Participants for whom the proctectomy proved curative for their fistula described positive outcomes, with relief being a common thread, as well as a sense of ‘having their life back’. They did however express that the decision-making was complicated as they perceived a lot of stigma related to the stoma.

Theme 3: Negative Impact on Wellbeing

Several issues including the mere presence of a fistula and the symptoms related to it, and having to undergo fistula treatment, had various, often negative impacts on participant’s sense of wellbeing. The key sub-themes that emerged were:

• Emotional consequences

• Physical restrictions and impacts

• Social and work-related concerns

(i) Emotional consequences

Participants described wide-ranging emotional consequences of living with CD-related perianal fistulas, including impact on mental health, body image and self-confidence.

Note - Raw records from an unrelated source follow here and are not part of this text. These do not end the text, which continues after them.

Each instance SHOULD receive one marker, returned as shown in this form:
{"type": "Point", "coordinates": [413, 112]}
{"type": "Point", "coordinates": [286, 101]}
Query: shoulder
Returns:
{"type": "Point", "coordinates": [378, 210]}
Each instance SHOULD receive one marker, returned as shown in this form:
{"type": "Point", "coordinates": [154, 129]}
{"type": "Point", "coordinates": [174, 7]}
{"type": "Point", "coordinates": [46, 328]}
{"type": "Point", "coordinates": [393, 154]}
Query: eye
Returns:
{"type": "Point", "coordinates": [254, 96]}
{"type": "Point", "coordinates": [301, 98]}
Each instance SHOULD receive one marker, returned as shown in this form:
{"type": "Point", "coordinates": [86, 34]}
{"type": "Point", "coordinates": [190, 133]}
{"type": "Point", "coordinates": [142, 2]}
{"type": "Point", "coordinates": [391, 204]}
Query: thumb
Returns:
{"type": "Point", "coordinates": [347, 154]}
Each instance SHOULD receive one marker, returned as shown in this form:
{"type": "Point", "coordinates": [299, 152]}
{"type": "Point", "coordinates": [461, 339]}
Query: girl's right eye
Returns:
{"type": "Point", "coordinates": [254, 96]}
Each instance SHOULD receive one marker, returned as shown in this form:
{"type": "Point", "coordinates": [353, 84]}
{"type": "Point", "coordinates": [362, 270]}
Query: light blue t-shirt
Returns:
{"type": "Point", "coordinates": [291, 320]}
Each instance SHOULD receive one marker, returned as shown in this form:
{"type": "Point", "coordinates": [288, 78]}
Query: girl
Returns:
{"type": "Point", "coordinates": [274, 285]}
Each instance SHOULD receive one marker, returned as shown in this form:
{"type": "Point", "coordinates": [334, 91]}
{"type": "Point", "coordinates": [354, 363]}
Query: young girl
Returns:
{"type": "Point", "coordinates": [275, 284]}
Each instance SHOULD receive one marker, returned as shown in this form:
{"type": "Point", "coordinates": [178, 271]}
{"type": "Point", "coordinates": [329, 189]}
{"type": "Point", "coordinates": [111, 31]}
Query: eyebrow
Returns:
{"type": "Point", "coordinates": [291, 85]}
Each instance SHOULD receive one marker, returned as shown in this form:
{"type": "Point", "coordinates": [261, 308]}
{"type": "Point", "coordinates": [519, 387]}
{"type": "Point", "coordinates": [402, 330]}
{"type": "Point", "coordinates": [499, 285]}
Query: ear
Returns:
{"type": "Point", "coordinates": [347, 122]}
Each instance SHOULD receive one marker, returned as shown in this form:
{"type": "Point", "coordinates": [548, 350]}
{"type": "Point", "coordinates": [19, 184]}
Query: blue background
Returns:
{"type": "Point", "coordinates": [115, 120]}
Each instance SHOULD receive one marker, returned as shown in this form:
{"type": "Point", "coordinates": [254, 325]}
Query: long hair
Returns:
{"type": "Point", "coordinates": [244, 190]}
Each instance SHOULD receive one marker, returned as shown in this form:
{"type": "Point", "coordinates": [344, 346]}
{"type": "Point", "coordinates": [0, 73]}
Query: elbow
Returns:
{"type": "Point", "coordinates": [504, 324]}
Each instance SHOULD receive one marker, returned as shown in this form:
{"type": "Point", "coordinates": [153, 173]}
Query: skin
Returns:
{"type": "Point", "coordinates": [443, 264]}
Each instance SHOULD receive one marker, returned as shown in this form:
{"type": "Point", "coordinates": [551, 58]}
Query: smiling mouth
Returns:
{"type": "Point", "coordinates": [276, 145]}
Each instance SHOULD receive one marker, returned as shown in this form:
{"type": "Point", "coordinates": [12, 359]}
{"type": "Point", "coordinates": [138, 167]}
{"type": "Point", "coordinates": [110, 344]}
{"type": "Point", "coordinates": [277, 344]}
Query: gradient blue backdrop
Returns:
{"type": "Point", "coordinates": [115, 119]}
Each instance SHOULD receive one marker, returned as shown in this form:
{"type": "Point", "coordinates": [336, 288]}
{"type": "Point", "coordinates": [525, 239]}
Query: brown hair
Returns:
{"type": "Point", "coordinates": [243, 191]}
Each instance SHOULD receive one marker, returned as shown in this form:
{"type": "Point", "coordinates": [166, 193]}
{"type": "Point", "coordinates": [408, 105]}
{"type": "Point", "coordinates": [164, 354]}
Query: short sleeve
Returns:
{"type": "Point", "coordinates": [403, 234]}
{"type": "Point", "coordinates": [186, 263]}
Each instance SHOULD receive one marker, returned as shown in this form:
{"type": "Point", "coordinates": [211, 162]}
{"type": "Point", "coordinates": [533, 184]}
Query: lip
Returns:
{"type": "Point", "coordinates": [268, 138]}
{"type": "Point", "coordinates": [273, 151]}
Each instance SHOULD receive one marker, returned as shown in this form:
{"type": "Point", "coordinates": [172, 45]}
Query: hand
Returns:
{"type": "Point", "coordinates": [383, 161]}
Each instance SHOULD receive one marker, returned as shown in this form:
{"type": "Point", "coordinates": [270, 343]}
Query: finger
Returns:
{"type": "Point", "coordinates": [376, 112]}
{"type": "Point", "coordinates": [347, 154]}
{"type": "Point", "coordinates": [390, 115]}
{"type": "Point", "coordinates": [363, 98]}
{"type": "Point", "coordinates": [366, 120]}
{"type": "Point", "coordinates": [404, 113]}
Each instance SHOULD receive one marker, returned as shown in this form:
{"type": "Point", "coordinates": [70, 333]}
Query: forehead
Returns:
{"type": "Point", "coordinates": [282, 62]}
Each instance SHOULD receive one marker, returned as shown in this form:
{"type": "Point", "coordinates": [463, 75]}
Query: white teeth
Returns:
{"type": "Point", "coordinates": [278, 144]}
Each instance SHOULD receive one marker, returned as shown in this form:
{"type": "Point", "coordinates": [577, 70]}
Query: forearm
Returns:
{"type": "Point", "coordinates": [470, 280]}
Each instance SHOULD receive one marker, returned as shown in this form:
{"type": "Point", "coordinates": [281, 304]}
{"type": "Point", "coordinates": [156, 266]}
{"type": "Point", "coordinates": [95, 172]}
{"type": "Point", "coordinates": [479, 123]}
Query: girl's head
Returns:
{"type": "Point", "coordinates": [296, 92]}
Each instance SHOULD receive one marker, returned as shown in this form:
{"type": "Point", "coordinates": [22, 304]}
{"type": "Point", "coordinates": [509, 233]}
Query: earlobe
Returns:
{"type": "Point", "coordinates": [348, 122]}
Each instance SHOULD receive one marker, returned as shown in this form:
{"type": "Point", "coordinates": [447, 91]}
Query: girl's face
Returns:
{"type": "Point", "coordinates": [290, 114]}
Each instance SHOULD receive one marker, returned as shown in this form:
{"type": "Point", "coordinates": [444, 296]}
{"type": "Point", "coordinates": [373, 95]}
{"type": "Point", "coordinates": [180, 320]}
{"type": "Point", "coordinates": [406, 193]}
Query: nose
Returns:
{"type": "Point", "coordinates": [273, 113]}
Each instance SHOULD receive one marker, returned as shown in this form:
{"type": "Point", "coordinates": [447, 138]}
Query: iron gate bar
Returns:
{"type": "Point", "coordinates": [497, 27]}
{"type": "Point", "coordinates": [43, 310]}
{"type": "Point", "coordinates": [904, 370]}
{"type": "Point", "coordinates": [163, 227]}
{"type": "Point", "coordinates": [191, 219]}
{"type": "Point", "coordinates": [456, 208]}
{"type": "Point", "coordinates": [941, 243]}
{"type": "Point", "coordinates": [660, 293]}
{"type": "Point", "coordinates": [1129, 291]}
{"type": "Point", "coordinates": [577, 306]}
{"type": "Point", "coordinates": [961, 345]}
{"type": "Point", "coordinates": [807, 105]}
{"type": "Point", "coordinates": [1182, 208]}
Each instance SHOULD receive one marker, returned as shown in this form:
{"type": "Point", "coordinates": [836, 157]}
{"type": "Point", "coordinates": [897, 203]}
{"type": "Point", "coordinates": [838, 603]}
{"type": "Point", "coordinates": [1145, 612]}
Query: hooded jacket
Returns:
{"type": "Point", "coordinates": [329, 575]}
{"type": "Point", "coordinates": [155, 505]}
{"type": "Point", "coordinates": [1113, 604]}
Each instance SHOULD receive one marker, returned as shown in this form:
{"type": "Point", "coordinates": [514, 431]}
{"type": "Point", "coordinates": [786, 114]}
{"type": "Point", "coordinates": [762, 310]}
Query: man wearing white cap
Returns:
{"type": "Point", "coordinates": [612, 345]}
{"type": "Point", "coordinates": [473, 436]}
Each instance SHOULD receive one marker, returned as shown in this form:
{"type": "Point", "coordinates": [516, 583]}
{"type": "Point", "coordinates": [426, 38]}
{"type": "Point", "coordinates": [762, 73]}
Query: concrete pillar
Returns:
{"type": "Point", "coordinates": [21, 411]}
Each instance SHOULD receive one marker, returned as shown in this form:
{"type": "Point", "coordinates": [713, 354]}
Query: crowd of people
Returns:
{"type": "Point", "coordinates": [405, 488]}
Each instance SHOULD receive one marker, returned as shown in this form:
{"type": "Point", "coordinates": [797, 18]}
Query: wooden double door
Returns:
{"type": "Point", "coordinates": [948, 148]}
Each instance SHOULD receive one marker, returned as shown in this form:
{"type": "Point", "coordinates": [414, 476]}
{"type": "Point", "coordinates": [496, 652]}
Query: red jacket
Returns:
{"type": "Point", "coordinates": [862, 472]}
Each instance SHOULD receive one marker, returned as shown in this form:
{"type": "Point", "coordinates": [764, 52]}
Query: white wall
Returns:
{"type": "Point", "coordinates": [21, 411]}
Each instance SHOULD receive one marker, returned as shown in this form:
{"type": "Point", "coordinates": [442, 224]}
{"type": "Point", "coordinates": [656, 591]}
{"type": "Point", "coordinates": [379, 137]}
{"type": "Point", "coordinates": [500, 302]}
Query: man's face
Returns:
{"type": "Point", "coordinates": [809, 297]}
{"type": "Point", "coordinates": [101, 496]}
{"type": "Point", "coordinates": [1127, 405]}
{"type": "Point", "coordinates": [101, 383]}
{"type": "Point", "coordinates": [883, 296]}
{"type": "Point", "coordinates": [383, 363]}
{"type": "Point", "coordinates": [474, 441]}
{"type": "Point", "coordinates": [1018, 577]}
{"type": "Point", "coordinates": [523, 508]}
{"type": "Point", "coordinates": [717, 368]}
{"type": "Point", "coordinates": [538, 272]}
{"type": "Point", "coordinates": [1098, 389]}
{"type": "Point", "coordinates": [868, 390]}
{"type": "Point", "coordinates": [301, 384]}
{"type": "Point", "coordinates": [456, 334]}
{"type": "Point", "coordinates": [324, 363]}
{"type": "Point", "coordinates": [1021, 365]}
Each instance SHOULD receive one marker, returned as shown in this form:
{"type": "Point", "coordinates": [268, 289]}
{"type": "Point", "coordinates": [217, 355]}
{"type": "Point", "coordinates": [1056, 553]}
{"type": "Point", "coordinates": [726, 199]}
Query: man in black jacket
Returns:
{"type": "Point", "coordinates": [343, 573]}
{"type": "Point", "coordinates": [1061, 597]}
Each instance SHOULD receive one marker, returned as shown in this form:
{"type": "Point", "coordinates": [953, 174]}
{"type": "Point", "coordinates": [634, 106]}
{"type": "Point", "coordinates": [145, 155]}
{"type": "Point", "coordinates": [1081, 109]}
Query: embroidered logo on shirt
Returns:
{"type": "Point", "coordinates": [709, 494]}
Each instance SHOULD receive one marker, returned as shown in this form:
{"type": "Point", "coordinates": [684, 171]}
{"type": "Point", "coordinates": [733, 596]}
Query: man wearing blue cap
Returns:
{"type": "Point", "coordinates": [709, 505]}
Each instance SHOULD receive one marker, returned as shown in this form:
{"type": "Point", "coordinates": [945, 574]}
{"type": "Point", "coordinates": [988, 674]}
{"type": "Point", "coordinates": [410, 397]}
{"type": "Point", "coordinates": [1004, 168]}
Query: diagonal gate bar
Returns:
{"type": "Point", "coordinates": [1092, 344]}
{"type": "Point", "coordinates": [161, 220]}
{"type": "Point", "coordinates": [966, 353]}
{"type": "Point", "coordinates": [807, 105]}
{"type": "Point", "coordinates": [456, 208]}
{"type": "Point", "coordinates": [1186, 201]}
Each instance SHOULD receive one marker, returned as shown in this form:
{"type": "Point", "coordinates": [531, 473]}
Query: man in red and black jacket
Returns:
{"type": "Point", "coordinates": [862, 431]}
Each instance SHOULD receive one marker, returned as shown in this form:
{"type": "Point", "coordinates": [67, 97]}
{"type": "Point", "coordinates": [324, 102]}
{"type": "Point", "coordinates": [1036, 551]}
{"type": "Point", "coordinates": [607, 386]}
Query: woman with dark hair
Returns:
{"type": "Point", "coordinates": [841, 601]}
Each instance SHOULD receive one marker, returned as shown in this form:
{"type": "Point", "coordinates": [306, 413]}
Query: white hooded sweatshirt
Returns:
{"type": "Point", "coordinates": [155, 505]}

Mental health effects included worry, anxiety, feeling low or depressed, and mental exhaustion. Feelings of embarrassment often arose due to the fistula/seton and its location in an intimate area, leading to feelings of ‘not being normal’. Some participants described significant changes in personality and outlook and two participants described periods of significantly low mood and suicidal ideation driven by the burden of living with a fistula—both sought therapy and had or could overcome these periods:

The mental side of it, for me, is massive. It’s probably the hardest part for me to deal with. But I’m trying to deal with it every day. So that’s why it gets so hard. (P4).

Some participants felt more optimistic during periods of reduced symptom burden and decreased need for treatments, describing hopefulness, positive outlook, and acceptance. Positive interactions with health specialists, and strong support networks and relationships as well as online support groups often contributed to positive emotions:

There’s a fantastic closed group for fistula, American-based, but I think there’s about a thousand people in it, roughly and it’s amazing. There are people there who are just patients themselves but are very, very knowledgeable. And you will always get an answer for something or a suggestion or even if it’s just, “I understand.” (P11).

However, in some cases a necessitated increased reliance on others during periods of increased symptom burden led some to feelings of guilt and other negative emotions including feelings of depression.

As well as impacting on mental health, living with a fistula was also potentially detrimental to some individual’s self-confidence and body image. Participants described that the presence of the fistula in an intimate part of the body, with the often-associated (and sometimes faecal) discharge, resulted in feelings of altered body image:

[The fistula] does attack your self-confidence a little bit … I don’t really want to see it – I know what’s happened to me, I don’t want to see it, I don’t want to deal with it. Everyone else has got to dress me anyway, and do the dressings, and just tell me whether it’s good or bad. And I’ve kind of kept with that. And it does make me upset. I have seen it once, and I don’t like the appearance of it. (P2).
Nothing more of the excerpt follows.